How i miss our nights, lelaki itu bergumam. Mengelus monitor berdebu di depannya. Seperti yang biasa ia lakukan. Pada waktu-waktu itu. Dalam pendar cahaya. Dalam gelap yang merayapi sekujur bumi. Atau dalam ruang sepi yang ia bangun untuk mereka. Tempat mereka melakukannya ; duduk dan bicara. Agar mereka ada. Biar hanya untuk kembali tiada.

And i miss our conversations, si lelaki melanjutkan. Lirih. Hampir seperti menangis. Atau memang menangis juga. Entah buat apa. Menunggu yang pasti tak datang rasanya seperti gila. Tapi rindu bukan perkara sederhana. Bukan seperti keran air yang bisa diatur untuk mengucur dan berhenti. Si Lelaki sadar itu. Ia pasrah. Menyerah tanpa mengeluh. Tak lagi menahan. Membiarkan perasaannya naik ke permukaan. Menikmati gelembung-gelembung ingatan. Tentang nama dan jiwa-jiwa tercinta. Tentang waktu dan peristiwa. Tentang perjalanan dan pencarian, dan pelajaran yang bertaburan diantaranya.

Berkata itu biasa. Yang susah itu bicara. Mendengar itu bukan apa-apa. Tapi untuk memahami, itu perlu semua indera. Dan lelaki itu begitu merindukannya. Ketika mereka saling bicara. Membentangkan lembar demi lembar cerita. Ditunjukkannya bagian-bagian yang berfhuruf tebal. Sebagai pelajaran di kemudian hari. Berharap agar orang di depannya mengerti.

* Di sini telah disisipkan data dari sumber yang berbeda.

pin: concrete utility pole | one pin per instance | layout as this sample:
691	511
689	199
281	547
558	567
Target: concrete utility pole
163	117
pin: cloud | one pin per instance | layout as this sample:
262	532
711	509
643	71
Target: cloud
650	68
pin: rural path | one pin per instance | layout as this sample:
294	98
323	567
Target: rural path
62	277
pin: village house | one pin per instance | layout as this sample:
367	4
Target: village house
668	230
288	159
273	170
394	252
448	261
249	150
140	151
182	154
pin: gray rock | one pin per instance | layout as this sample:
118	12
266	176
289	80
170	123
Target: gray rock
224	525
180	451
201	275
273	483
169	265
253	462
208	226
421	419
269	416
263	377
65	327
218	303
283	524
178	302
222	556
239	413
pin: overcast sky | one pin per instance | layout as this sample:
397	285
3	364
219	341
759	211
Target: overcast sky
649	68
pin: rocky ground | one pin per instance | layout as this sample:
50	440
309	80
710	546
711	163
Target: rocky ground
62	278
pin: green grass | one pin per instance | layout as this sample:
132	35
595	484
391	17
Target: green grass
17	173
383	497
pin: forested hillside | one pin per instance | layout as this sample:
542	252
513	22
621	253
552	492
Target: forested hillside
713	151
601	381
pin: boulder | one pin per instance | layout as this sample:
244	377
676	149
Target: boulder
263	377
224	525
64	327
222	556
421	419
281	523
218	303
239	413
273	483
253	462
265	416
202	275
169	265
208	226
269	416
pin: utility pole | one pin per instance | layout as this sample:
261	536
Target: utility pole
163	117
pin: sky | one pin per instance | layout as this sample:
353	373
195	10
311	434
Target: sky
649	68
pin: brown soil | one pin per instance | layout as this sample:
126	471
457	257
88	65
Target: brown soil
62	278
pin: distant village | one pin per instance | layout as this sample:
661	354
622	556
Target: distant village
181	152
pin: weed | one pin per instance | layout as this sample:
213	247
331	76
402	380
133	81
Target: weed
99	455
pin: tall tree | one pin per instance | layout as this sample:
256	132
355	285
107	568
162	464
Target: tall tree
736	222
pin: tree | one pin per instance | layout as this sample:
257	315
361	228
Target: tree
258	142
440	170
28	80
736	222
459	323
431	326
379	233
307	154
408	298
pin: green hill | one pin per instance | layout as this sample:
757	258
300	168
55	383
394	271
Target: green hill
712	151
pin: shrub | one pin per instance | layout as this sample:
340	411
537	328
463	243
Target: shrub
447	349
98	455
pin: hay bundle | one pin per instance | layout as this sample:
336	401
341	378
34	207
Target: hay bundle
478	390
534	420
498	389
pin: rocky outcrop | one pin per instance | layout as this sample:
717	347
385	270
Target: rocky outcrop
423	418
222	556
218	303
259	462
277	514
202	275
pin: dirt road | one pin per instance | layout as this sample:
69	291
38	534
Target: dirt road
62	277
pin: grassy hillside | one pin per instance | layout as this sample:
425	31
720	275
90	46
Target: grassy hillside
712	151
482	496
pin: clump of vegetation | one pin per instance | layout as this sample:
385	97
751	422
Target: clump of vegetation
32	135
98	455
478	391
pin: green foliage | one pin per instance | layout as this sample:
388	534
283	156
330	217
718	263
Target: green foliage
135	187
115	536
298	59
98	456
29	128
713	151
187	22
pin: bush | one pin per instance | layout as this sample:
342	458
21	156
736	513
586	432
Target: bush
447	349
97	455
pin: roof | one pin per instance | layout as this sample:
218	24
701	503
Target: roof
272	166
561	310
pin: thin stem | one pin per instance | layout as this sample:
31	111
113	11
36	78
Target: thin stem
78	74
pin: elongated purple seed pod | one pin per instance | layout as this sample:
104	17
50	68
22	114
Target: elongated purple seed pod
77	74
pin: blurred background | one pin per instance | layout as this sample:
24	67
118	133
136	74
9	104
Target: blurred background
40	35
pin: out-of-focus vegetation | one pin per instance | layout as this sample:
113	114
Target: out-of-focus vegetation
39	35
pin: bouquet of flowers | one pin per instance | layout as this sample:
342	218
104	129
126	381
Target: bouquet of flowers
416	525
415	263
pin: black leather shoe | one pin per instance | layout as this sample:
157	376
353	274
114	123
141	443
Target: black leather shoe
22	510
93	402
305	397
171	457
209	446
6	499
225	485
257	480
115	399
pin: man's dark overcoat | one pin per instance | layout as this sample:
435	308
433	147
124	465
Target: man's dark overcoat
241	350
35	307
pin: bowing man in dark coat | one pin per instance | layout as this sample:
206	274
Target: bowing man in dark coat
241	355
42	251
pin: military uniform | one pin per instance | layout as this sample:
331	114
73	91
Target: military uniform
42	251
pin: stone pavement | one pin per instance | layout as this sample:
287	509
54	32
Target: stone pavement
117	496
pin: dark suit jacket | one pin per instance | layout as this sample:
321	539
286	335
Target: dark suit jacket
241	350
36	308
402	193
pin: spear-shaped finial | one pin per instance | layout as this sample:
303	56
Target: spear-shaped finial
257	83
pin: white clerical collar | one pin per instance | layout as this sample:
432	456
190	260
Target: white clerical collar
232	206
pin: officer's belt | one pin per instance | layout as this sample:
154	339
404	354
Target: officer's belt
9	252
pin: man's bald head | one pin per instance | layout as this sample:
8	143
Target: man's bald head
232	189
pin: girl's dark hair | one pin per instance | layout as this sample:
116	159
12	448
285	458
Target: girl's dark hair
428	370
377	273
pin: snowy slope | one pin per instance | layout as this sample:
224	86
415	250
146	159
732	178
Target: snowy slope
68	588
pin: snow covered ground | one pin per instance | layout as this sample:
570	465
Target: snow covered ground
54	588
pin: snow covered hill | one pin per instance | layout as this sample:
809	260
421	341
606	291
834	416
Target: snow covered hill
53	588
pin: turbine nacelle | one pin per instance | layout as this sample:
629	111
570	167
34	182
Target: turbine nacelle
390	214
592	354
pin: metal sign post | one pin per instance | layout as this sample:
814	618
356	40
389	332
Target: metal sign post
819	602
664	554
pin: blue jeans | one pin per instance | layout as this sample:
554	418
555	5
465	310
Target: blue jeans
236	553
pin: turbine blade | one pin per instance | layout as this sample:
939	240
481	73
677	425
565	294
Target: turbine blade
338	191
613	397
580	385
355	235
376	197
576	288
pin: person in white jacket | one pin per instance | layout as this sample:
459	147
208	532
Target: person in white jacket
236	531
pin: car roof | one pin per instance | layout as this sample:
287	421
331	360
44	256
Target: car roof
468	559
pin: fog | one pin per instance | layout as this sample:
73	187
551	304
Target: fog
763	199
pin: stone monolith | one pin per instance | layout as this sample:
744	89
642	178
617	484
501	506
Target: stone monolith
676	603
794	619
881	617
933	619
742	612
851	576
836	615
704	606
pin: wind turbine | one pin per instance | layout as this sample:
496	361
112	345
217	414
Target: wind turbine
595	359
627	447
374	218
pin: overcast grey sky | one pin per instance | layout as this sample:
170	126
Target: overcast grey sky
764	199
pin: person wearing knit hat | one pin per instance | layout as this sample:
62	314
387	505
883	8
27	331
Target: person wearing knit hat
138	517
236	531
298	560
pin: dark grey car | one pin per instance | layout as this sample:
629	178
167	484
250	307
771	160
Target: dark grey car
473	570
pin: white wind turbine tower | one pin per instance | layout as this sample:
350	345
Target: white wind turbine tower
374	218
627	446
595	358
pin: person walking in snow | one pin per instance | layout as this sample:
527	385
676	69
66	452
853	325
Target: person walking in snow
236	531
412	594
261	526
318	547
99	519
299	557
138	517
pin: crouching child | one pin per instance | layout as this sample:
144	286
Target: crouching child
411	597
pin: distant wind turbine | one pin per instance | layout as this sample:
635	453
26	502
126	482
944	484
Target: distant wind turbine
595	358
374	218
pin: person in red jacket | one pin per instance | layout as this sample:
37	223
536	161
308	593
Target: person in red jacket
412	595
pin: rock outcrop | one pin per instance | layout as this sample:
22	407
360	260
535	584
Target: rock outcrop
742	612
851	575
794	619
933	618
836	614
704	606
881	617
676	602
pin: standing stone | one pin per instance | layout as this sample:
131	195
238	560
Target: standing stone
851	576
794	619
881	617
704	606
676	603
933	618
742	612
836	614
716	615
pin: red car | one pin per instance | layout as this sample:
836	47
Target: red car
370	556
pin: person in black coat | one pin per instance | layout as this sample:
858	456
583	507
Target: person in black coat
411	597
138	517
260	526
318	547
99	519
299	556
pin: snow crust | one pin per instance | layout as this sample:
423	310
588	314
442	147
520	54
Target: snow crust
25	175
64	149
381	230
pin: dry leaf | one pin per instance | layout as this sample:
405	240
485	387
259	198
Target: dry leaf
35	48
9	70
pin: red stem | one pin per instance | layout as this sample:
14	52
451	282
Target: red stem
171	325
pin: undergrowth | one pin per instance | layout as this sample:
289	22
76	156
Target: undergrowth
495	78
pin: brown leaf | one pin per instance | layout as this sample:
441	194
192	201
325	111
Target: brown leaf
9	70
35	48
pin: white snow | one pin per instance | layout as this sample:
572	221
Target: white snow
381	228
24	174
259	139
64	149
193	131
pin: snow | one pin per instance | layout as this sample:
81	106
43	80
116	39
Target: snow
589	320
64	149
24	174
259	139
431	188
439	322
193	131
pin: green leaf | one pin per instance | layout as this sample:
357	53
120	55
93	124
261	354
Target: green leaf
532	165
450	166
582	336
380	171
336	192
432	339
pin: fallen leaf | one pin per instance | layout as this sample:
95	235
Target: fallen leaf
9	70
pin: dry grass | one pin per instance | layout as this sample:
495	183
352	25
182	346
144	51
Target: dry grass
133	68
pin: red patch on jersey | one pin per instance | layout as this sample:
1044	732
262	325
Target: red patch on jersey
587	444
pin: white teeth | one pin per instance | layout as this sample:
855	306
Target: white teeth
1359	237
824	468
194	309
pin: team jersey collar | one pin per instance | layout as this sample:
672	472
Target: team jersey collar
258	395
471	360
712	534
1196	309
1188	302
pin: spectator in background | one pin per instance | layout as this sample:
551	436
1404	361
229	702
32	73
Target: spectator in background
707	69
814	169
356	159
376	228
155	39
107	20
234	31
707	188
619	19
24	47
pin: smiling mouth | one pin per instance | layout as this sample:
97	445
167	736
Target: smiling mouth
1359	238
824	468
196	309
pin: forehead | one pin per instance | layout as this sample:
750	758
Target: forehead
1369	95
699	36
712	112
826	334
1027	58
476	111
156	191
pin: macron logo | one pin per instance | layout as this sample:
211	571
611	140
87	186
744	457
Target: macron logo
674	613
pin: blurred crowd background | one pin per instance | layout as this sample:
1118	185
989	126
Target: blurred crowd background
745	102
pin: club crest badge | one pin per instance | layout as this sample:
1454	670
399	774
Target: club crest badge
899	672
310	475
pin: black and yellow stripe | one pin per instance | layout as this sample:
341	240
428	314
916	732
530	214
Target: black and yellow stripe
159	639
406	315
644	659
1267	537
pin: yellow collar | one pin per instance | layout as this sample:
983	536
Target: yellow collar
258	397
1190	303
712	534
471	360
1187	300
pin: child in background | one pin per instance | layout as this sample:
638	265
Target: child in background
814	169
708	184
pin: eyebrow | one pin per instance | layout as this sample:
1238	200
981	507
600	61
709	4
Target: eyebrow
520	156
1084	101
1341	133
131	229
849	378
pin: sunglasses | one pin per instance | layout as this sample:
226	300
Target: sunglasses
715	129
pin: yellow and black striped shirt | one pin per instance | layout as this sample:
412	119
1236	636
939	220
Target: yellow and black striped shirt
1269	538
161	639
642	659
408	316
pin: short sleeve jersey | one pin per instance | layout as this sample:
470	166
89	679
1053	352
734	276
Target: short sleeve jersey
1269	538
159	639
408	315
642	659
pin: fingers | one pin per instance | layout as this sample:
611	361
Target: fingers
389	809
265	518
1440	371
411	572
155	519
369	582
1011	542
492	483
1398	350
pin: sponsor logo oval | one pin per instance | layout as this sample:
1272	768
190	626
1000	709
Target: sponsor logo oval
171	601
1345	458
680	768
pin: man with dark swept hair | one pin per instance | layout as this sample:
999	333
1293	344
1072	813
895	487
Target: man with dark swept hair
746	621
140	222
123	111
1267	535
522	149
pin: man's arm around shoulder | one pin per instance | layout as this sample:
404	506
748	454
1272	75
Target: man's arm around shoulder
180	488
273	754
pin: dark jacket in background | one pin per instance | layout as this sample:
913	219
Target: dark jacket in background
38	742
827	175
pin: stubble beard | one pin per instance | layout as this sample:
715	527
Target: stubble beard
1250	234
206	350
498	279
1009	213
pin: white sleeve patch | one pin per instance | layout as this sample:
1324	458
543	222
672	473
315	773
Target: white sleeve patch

Dalam waktu-waktu itu, seringkali si lelaki hilang sabar. Ia tak pandai mengajar. Sedang orang di depannya mencerna dengan kecepatan kura-kura. Jadilah si lelaki memaki. Sebetulnya bukan memarahi. Apalagi menyalahkan. Hanya saja ia lupa cara kerja otak setiap manusia berbeda-beda. Kecerdasan itu bukan paket bawaan kelahiran. Bukan konstanta yang begitu saja ada di isi kepala. Tuhan memberikan hampir setiap manusia kesempatan yang sama untuk melatih akalnya. Yang jadi soalnya tinggal bagaimana kita membagi porsi antara pikiran dan perasaan.

Kepadanya si lelaki bilang, bahwa memahami itu pakai otak. Bukan pakai hati. Agar kita berfikir. Bukan merasa-rasa. Tidak semua hal dalam hidup perlu dihayati dengan dungu pakai hati.

"Yang kaya gini ngga ada sekolahnya", si lelaki bilang. Belajarnya mahal. Susah. Lama. Dan sakit luar biasa. Karena pengalaman adalah guru yang brutal. Tapi kita akan belajar. Mungkin bukan hari ini. Bukan besok. Tapi nanti. Pasti. Karena pemahaman datang setelah keikhlasan. Bahwa ada hikmah dibalik semua kejadian. Asalkan kita bisa mengamati dari sudut yang benar dan di waktu yang tepat.

Semua ini, buat kamu. Cuma ini yang saya bisa, lanjutnya. Iya. Inilah miliknya yang bisa dibagi untuk orang itu ; salah satu dari sedikit manusia pilihan. Setelah semua yang telah dilakukan untuknya. Mungkin tidak sebanding. Mungkin tidak seberapa. Tapi ini miliknya yang paling berharga. Tanpa bandrol yang sudah terlalu banyak kita lihat disematkan dunia pada sesuatu yang disebut rasa.